Refining the Private-Public Partnership in the School System.Jaspal Sidhu, Founder & CEO of the SIS Group of Schools has worked tirelessly over the past decade to bring Singapore’s exceptional quality education to students in Indonesia. He recently spoke to The Peak about his determined resolve in creating better access to top quality education.
What led you to start this programme?
Indonesia is the fourth largest education system in the world. The country has 55 million students in schools, about 23,000 schools and 3 million teachers. The government has done well as illiteracy has dropped by half since the mid-1990s, dropout rates have also lowered, and the education budget has increased. But in the world PISA [Program for International Student Assessment] Indonesian students are ranked low and it was the same 10 years ago. It’s important to address the issue around teachers. My children had the privilege to attend a fairly expensive school and I could not understand why education needed to be that expensive. I thought ‘why not provide access to everybody’ so I halved the tuition fees I was paying to $15,000 a year. And with the help of Ministers in Singapore back then and my alma-mater Raffles Institution, I started the Singapore International School and ran it for 10 years. But it was still expensive for other income levels. So I started more schools and halved the fees to $7,000 for these schools. I got funding from the IFC (World Bank). Then I decided to start schools in the provinces. I halved the fees to $3,500 and started a school in Medan and then halved that to $1,500 and started a school in Palembang. The last one entirely taught by Indonesian teachers. What we have is a “vertical collaboration”. All my schools priced differently collaborate with each other in an eco-system. And this is the essence of the Public Private Partnership (PPP) that I am pushing. Schools must collaborate. A collaboration of ideas between the public and private schools, where teachers can learn from each other. In our schools, heads of school come together and share every 2 months. There is an exchange of ideas. Today we have teachers from public universities coming for internships. I’m on a major expansion phase with schools in Surabaya, Makassar, Bali and Bandung through a strategic partnership with a private equity group. All these schools will play a role in PPP initiatives.

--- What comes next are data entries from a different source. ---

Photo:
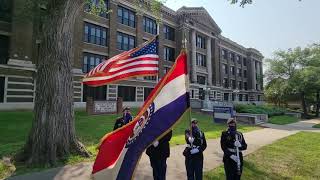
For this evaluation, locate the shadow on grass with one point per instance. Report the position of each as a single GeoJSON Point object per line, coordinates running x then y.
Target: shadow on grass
{"type": "Point", "coordinates": [250, 172]}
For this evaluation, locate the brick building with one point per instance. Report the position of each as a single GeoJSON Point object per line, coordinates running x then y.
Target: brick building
{"type": "Point", "coordinates": [215, 62]}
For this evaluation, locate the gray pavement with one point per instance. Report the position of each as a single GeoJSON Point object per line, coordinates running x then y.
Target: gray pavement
{"type": "Point", "coordinates": [176, 168]}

How about the students? Are you seeing results?
We always aim to take the best teachers. Our professional development budgets are generous. Our students are almost always among the top 30 per cent performers in international Cambridge O and A level exams world-wide. Every year we have world-wide toppers in subjects. We just introduced the International Baccalaureate programme recently. It is my aim to make the IB accessible to as many people as possible. For example the school in Medan will be offering it at $4,500 fees a year. It’s the only school in Sumatra at that price. I want to show the world that you don’t have to pay $20,000 or more a year for an IB programme.
In terms of accessibility you’re targeting different levels of society. But what about for those who are entirely unable to afford the fee?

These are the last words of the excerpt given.